Flynn’s lagging footsteps take him out into another long corridor. More furniture stacked in the cool, dusty, mote-filled shadows. Steel desks, file cabinets, swivel chairs, water coolers, wastebaskets stored one inside the other.
Another turn, a twist, and then a long, greenish dining hall veers suddenly into view, rows and aisles of refectory tables, wood benches piled upside down upon them. At the head of the room, serving tables, steam tables, glass display cases, huge aluminum coffee urns, the scene, Flynn imagines, of many a Christmas past. The long lines of derelict and outcast, shaggy and unwashed, shuffling quietly past the steam tables, cup and plate outstretched. A bit of turkey and cider, a slice of mince pie, some warmth and companionship, a brief furlough from the cold, mean streets.
Flynn moves on slowly, almost dreamily, through the room. It is full of that musty forlorn air of places long deserted and fallen into desuetude. But the hushed gloom of it all is strangely comforting. His footsteps lead him nowhere in particular. What he’s looking for he cannot say.

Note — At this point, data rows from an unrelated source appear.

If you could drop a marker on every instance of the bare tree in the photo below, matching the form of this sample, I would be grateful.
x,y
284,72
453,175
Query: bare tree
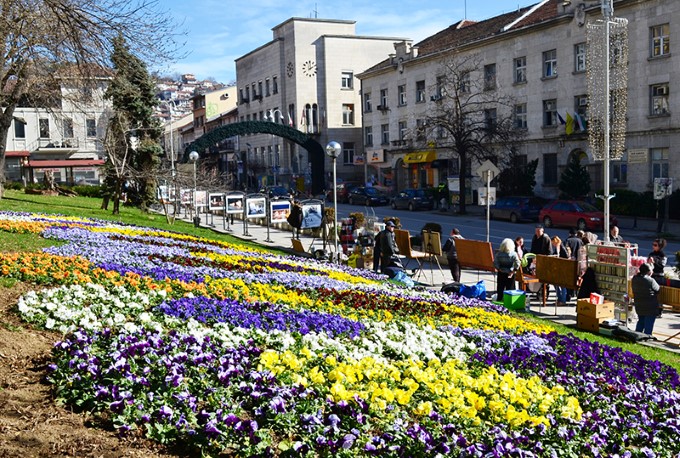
x,y
470,116
46,41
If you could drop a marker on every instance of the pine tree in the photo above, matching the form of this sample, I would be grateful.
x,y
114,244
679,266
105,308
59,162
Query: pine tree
x,y
132,92
574,181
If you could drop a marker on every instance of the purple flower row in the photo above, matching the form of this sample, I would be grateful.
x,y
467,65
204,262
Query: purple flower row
x,y
260,315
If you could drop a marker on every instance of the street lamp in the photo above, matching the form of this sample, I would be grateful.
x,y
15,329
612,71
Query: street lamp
x,y
275,163
193,157
333,150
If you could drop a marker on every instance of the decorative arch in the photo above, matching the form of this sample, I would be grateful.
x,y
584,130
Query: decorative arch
x,y
315,151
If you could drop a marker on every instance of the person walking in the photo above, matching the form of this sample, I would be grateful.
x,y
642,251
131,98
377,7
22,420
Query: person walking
x,y
647,307
561,252
506,263
452,255
388,246
657,258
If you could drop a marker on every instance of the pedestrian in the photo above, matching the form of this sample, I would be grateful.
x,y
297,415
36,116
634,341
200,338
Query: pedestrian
x,y
657,258
647,307
560,251
519,246
506,263
452,255
388,246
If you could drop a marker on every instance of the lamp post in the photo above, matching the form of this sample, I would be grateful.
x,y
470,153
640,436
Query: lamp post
x,y
333,150
193,157
275,163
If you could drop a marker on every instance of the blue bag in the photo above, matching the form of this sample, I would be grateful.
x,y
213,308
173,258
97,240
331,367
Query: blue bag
x,y
476,291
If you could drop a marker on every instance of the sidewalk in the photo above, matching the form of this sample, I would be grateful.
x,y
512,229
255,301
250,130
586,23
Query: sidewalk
x,y
666,329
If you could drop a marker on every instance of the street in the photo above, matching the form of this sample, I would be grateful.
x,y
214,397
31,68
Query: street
x,y
473,226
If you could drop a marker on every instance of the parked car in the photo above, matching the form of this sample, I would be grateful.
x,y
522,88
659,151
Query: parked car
x,y
413,199
277,192
343,190
517,208
363,195
573,213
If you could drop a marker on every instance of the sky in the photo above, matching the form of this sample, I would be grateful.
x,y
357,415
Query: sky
x,y
219,31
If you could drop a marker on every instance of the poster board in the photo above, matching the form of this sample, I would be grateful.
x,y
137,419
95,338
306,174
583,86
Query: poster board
x,y
280,209
216,202
256,207
201,199
312,215
432,243
475,254
557,271
234,204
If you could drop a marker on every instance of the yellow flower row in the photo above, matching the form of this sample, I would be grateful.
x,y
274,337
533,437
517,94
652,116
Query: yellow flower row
x,y
420,387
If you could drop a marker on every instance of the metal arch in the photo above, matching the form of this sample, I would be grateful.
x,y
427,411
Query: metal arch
x,y
316,152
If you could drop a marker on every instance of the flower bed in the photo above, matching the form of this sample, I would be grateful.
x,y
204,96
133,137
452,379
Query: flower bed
x,y
233,351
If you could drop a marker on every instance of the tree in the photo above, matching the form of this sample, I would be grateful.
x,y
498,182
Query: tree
x,y
46,41
132,91
470,117
575,180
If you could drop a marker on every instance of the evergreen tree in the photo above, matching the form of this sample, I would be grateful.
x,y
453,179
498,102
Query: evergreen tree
x,y
132,92
574,181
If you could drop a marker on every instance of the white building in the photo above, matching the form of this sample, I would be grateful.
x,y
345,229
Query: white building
x,y
305,77
538,56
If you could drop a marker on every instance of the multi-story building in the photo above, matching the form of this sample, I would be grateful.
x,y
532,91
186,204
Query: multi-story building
x,y
538,56
305,77
64,140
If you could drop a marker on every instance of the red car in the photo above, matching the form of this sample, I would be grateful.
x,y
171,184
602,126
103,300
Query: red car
x,y
573,213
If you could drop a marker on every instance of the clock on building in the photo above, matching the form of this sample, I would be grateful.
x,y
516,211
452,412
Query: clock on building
x,y
309,68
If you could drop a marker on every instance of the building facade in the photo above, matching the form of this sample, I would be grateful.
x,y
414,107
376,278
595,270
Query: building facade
x,y
537,56
305,78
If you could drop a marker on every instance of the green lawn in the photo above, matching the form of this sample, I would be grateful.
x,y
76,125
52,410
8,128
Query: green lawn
x,y
89,207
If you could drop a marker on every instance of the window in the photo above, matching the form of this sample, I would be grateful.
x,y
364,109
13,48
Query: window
x,y
660,37
68,128
490,118
659,101
659,162
91,127
580,57
464,83
489,77
550,113
383,99
348,114
348,153
520,67
420,91
550,64
368,130
44,127
385,134
521,116
401,95
550,169
19,129
402,130
421,133
347,80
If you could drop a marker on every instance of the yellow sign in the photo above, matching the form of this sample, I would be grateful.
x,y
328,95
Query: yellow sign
x,y
419,157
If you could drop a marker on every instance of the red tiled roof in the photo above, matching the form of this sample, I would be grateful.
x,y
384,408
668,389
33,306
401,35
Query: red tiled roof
x,y
67,163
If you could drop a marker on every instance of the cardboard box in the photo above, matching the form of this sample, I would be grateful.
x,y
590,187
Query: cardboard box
x,y
588,323
514,299
584,307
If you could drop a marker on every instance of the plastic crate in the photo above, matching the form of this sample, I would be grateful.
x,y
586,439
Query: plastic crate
x,y
514,299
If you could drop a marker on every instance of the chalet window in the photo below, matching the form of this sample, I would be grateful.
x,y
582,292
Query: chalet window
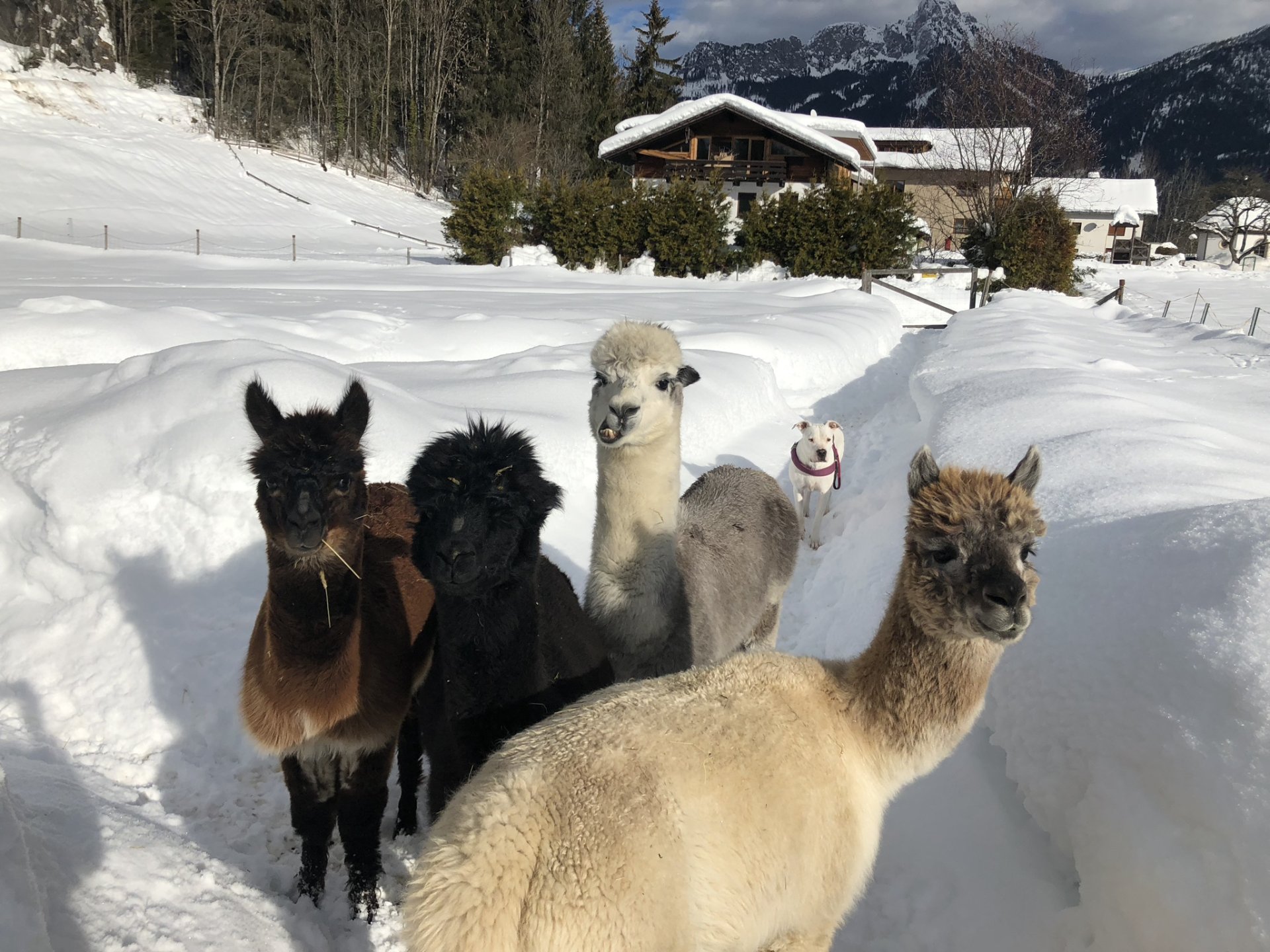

On past the steam tables, through the swinging door, and into a huge kitchen in the back. More barred windows, these so high you cannot see out them. Scullery and cupboards, big, old gas ranges, zinc-lined walk-in refrigerated lockers, their doors hanging open. Then aisles of cabinets full of cheap white crockery, much of it cracked; shelves from floor to ceiling, with still an occasional pan, skillet, poacher—all battered, punctured, deemed even unworthy of common pilferage.
A sudden bang. Flynn wheels in time to see a board clatter to the floor and a huge gray rat wamble off into the shadows.
Now a dormitory, that saddest of rooms. Here numberless people, strangers all, lay down together for a night or two of rest. Aisles of rusty steel cots. Rusty springs. Mattresses thin as pancakes, with urine-stained ticking, rolled up neatly at the foot of each cot. An old shoe on the floor beneath a cot; a moldering suit jacket hanging limp and disembodied on a wire hanger. Naked light bulbs depending from long, frayed wires. At the head of the room a large plaster crucifix; an infinitely sorrowing Christ, His nose broken off, His toes nibbled by rodents, gazes down upon the scene.
The place still has the sour, fetid smell of the flophouse. Strong disinfectant, human perspiration, and filth. Flynn fancies he can even hear the endless hacking coughs through the night, the stifled cry of bad dreams or delirium tremens. He moves on, drawn ever upward into the thickening shadows.
Why am I here? he asks himself. What do I expect to find? This alleged Salvation Army figure seen by several shopkeepers as well as a resident of the neighborhood? They’d all said the same thing. They’d seen such a person going in and out of the shack near Coenties Slip. How in God’s name was he to find this person? And even given the miracle of turning up such a person, it was highly improbable that this would be his man. If such an individual did actually exist, then most probably he was a legitimate Salvation Army officer who’d stumbled inadvertently into that desperate little warren of outcast men and tried in some small way to help them.
No, the man he was looking for was undoubtedly one of the residents of that shack. One of the desperate, harried men who cowered there through the long, dismal winter months, feeding on scraps, panhandling an occasional pint of muscatel, and waiting for a break.